Compared to Halloween, the rally at U of L and subsequent march through town did not seem particularly inspired. Numbers were slightly down, with less travelling from other unis and less solidarity from the wider left. The march itself had an unusual atmosphere, with few banners or placards, no chanting, and people generally chatting in small groups as they ambled towards their refreshment destination. Scenes like this were likely repeated across the country.

So some of the immediate enthusiasm felt at the start of the dispute was clearly missing, and in some respects this is surely due to the way that the bureaucracies of University and College Union, Unite and Unison have strung out the dispute over such a long period. With UCU, there is the added factor of the two hour mini strikes which have seen lecturers to lose pay in recent weeks.

However, there have been developments in in Liverpool which make the local picture different. The roots of this go back to early last summer, when a separate dispute began at U of L. As I wrote last July:
"In June, the University of Liverpool demanded that 2,803 non-academic staff accept drastically inferior working conditions (longer hours without overtime pay, and on weekends and bank holidays without compensation) or face dismissal. The Vice Chancellor, Sir Howard Newby, did so on the basis of new, anti-working class laws brought in by the coalition government, reducing the required notice in such cases from ninety days to just forty-five.

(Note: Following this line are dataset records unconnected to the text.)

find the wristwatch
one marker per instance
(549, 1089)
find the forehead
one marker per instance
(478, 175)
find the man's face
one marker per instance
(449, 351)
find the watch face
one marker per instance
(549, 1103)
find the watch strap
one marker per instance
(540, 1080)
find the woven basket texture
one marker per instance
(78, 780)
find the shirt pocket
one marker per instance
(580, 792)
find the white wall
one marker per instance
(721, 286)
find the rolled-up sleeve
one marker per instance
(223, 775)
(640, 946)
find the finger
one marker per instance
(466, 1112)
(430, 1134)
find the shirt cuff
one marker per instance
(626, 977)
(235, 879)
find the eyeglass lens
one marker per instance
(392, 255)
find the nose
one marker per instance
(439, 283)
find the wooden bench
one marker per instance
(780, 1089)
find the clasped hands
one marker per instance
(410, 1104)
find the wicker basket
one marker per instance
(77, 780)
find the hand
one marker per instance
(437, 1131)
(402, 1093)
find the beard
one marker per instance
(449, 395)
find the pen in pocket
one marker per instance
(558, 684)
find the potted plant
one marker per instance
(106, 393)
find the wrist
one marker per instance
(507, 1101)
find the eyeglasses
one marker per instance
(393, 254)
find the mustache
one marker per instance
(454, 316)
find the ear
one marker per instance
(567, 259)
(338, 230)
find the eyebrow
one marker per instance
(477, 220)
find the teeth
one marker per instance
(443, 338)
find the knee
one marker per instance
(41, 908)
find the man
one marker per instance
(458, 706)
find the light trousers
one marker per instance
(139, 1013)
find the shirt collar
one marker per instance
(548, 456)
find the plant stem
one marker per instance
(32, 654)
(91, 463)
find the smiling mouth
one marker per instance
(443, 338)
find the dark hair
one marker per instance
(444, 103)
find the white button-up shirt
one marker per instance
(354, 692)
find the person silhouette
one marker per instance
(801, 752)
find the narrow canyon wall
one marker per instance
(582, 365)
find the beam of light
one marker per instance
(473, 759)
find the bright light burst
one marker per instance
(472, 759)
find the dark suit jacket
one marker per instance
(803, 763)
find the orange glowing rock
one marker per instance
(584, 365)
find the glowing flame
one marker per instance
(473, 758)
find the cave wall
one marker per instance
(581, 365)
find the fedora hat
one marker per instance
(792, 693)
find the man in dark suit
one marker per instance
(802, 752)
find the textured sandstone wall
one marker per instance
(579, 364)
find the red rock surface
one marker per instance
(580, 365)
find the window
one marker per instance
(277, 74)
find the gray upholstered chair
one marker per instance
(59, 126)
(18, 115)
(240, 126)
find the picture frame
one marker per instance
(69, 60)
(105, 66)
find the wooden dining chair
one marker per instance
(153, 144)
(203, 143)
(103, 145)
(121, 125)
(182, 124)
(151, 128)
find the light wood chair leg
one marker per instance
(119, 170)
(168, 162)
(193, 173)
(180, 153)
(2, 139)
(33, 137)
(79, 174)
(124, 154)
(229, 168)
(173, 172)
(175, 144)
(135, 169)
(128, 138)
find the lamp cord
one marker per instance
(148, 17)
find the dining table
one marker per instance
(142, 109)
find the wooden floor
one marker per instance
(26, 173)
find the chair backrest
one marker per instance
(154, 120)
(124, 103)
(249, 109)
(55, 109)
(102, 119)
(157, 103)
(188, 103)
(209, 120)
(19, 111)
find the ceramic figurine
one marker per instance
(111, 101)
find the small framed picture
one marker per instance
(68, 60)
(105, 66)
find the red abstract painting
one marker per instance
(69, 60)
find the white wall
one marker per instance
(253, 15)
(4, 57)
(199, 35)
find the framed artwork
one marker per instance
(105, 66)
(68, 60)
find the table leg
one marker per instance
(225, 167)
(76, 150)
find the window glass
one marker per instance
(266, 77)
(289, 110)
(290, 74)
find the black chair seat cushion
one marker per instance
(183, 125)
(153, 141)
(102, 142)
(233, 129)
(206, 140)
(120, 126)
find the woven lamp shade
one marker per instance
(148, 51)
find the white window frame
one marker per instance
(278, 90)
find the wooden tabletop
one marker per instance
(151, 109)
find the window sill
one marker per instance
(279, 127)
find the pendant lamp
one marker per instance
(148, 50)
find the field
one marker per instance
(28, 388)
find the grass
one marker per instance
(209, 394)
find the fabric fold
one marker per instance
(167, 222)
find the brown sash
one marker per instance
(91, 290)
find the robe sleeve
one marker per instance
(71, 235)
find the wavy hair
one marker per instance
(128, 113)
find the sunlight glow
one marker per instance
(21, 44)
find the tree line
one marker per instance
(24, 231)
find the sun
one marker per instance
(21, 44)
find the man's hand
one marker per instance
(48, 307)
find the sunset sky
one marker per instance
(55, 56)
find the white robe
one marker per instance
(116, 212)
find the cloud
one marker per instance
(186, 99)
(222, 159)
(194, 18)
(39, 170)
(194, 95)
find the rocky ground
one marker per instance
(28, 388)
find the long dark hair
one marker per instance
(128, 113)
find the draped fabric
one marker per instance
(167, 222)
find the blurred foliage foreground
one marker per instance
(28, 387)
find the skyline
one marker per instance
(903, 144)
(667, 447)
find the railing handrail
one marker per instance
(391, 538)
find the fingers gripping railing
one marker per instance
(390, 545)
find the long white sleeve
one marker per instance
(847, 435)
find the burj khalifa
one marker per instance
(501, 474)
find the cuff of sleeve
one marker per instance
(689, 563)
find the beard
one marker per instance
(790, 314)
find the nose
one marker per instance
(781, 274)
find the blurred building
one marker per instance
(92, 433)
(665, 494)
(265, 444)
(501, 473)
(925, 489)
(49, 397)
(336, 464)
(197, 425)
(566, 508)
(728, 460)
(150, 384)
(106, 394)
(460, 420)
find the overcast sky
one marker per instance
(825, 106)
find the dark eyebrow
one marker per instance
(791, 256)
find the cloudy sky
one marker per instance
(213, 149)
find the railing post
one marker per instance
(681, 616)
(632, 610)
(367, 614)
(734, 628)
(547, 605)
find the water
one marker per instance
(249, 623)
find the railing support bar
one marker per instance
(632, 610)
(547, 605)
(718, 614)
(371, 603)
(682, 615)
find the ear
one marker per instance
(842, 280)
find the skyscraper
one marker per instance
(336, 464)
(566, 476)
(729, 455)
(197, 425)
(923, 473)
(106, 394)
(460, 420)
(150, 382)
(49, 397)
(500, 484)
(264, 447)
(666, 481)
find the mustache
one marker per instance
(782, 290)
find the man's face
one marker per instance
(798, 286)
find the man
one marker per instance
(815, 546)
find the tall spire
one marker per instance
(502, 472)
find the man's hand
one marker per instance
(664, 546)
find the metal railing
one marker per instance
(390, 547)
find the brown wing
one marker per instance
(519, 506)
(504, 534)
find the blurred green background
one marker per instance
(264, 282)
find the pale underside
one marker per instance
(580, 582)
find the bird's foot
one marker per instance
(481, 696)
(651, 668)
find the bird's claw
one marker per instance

The attacks from Newby are so far unprecedented in the education sector, and will therefore be used to set a 'new normal' benchmark for the rest of the country."
Unite called a demonstration against a posh dinner for Newby and friends at the city's St George's Hall, but then pulled back from this on the sole basis that the negotiation deadline had been extended into the summer break. A farcical non-demonstration then took place. Alone amongst the university's unions, UCU threatened strike action over the attack, and shortly before the new September semester, management gave in to the union's members...but not those of Unite and Unison employed at the same uni!

Following this, Unite and Unison members at U of L held their own extra strike day following the one with UCU in December. Management instructed UCU members to cross picket lines. Parallel to this development, Unite officials had tried to call off their members' strike action at short notice, but the members refused to be swayed, and took the action they had voted for anyway. The U of L Unite branch had not actually met in many years, and on one member's suggestion, the event proved the catalyst for an agreement to meet regularly, in conjunction with UCU and Unison members on the campus.

These meetings are still taking place. According to one striker I spoke to yesterday, there is a growing militancy within them, which will resist any attempts to play members of one union off against another. If and when the national bureaucracies try to wind down the countrywide dispute, it seems like something else could develop in Liverpool, and particular at U of L. That militancy was buried deep yesterday, but given the right conditions, it could come to the surface. Even if that doesn't happen over current disputes, rank and file cross-union roots are growing which will help resistance develop in future struggles.